Traduzido do inglês por Marcelo D. Prati
Revisado por André O.A. Muniz
Extraído de
“Grundisse” por Julius Evola
É talvez apropriado destacar os mal-entendidos no corrente momento em
alguns círculos radicais, que creem residir a solução na direção do neo-paganismo.
Tais mal-entendidos já são visíveis no uso dos termos “pagão” e “paganismo”. Eu
mesmo, tendo usado tais expressões como slogans num livro que publiquei na
Itália em 1928 e na Alemanha em 1932, tenho sentido sincero arrependimento.
Certamente a palavra para pagão ou bárbaro, aparece em alguns antigos
escritos em latim, como Lívio sem nenhuma conotação especialmente negativa. Mas
isso não altera o fato de que com a chegada da nova fé, a palavra paganus se
tornou decididamente uma expressão depreciativa, tal como foi usada pelos
primeiros apologetas cristãos. Ela deriva de pagus, significando um
pequeno povoado ou vilarejo, assim, paganus se refere ao modo de pensar
do camponês: sem cultura, primitivo e supersticioso. De modo a promover e
glorificar a nova fé, os apologetas tinham o mau hábito de elevarem-se através
do rebaixamento das demais crenças. Ocorria uma constante, consciente e
sistemática, depreciação e deturpação de quase todas as tradições mais antigas,
doutrinas e religiões, que eram agrupadas numa desdenhosa colcha de retalhos -
chamada de paganismo ou tribalismo. Com esse fim, os apologetas obviamente
fizeram um esforço premeditado para ressaltar tais aspectos das religiões e
tradições pré-cristãs que estavam em falta de qualquer caráter normal ou
primordial, mas que eram claramente formas que já haviam caído em degradação.
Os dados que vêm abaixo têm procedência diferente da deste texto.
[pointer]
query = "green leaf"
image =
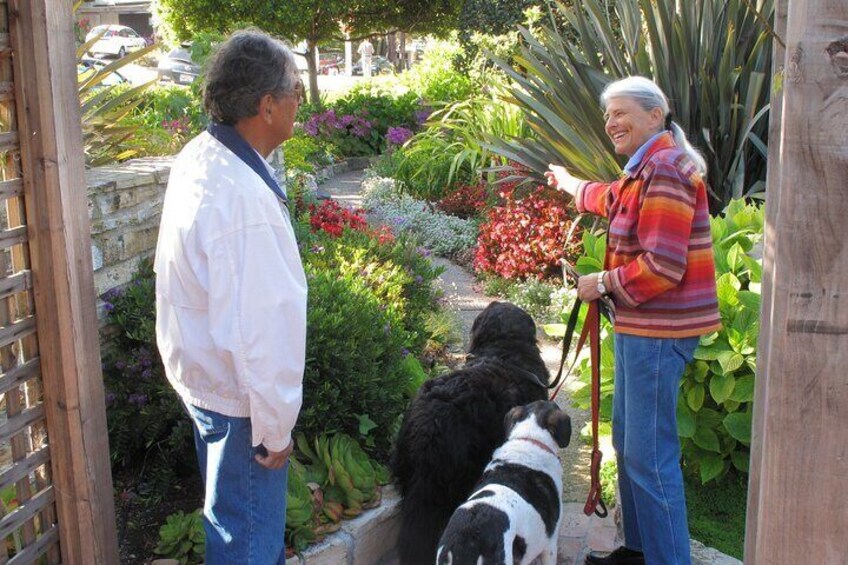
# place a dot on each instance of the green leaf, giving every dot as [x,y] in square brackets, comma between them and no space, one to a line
[554,330]
[741,460]
[685,421]
[749,300]
[721,387]
[738,425]
[695,397]
[705,438]
[730,361]
[711,467]
[744,389]
[366,424]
Tal procedimento polêmico guia, particularmente, à caracterização de tudo que
precedia ao Cristianismo, e que seria portanto não-Cristão, como
necessariamente anti-Cristão.
Pode-se considerar então que esse “paganismo” é um conceito
fundamentalmente tendencioso e artificial que pouco corresponde à realidade
histórica da qual o mundo pré-cristão fazia parte, longe dos novos e decadentes
elementos e aspectos que derivaram de restos degenerados de culturas mais
antigas.
Uma vez que tenhamos esclarecido tal questão, chegamos hoje a uma
constatação paradoxal: a de que esse paganismo imaginário, que nunca existiu,
mas que foi inventado pelos apologetas cristãos, está agora servindo de ponto
de partida para certos círculos que se denominam pagãos e corre o risco de pela
primeira vez na história vir a se tornar uma realidade - nem mais nem menos que
isso.
Quais são os principais traços do panorama pagão atual, como os próprios
apologetas creem e os declaram ser? O primeiro de todos é o aprisionamento à
Natureza. Todo aspecto transcendente é completamente desconhecido para a visão
pagã da vida: ela permanece trancada numa mistura de Espírito e Natureza, numa
unidade ambígua de Corpo e Alma. Não há nada para sua religião além de uma
supersticiosa deificação de fenômenos naturais, ou de energias tribais
promovidas ao status de deuses menores. Fora disso surge, primeiro de
tudo, um tipo de particularismo atado ao sangue ou ao território. Em seguida
vem a rejeição dos valores de personalidade e liberdade e uma condição de
inocência que é meramente aquela do homem natural, ainda não desperto para
qualquer chamado verdadeiramente supranatural. Além dessa inocência, não há
qualquer carência de inibição, “pecado” e prazer de pecar. Em outros domínios
não há nada além de superstição, ou uma puramente profana cultura de
materialismo e fatalismo. É pensado que apenas a chegada da cristandade
(ignorando certos precursores que são descartados como insignificantes) é que
permitiu o avanço da liberdade do mundo supranatural, permitindo a entrada da
graça e personalidade, em contraste com as crenças fatalistas e atadas à
natureza atribuídas ao “paganismo”, trazendo com isso o ideal católico (em seu
etimológico senso de universalidade) e um dualismo sadio, que fez tornou
possível o subjugar da Natureza por uma lei superior e para o “Espírito” o
triunfar sobre a lei da carne, sangue e falsos deuses.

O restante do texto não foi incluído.